Im Gegensatz zu Almut pflege ich - gerade im Urlaub - auszuschlafen. Heute aber nicht, ich nahm sogar am Frühstück Teil. Nach dem Frühstück eine rauchen und bei der Gelegenheit sah ich auch mal nach dem Container. Ich wollte nicht, wie Peter Kohle, hier schreiben müssen, daß sie unseren Container vergessen haben. Stand immer noch neben dem Schiff. Abwarten. Almut unterhielt sich währenddessen mit zwei Offizieren. Expected Time of Departure: Between 1300 and 1600 hs.
Der 2. Offizier brachte uns Helme, solche, wie man sie auf Baustellen auch trägt. Für den Fall, daß wir auf das Containerdeck (heißt das so?) wollten. Ich fragte hier und da mal nach, ob es auch sicher sei, daß diese Container da unten mitkämen und alle meinten "of course". Gut, dann bin ich beruhigt. Was noch dafür sprach war, daß sie immer noch mit dem Entladen beschäftigt waren.
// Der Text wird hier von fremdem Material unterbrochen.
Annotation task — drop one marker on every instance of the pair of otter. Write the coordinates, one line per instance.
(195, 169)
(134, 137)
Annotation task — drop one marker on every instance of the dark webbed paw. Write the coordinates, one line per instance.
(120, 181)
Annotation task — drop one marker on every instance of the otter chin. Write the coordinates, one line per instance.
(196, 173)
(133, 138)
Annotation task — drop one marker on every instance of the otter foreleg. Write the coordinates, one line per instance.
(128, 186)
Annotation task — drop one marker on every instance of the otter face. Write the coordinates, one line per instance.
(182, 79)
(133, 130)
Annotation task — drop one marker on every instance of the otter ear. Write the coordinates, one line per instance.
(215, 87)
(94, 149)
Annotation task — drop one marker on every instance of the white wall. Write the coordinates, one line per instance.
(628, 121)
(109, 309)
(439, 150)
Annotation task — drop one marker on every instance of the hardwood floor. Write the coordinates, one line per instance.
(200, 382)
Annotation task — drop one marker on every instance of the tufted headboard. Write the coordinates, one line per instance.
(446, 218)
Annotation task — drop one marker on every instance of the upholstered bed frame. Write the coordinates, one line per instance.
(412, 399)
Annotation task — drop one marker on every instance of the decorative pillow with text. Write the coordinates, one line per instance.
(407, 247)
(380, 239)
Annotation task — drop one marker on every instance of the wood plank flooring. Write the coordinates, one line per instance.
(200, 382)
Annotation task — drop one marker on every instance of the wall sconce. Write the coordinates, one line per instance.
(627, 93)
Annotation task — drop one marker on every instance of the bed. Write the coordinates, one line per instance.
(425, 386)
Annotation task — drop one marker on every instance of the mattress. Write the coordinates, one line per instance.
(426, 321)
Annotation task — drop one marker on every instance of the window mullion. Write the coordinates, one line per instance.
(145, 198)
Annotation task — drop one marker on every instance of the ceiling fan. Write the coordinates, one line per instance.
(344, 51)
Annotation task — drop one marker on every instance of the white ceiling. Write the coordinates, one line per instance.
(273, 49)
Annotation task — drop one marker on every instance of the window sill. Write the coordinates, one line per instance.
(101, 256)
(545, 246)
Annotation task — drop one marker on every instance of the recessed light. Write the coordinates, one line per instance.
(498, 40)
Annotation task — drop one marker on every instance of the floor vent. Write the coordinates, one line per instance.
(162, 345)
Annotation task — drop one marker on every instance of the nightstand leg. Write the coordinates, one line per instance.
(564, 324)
Sie entluden Zement auf Paletten.
Diese Paletten wurden mit Gabelstaplern in die Halle gefahren. |
Einer schaffte es natürlich, eine Palette im hohen Bogen vom Gabelstapler zu
schleudern. Wer hätte es gedacht?
Es gab für uns nicht mehr viel zu tun, außer darauf zu achten, daß der Container
mitkommt. Die Ausreise war erledigt, wir durften das Schiff nicht mehr verlassen.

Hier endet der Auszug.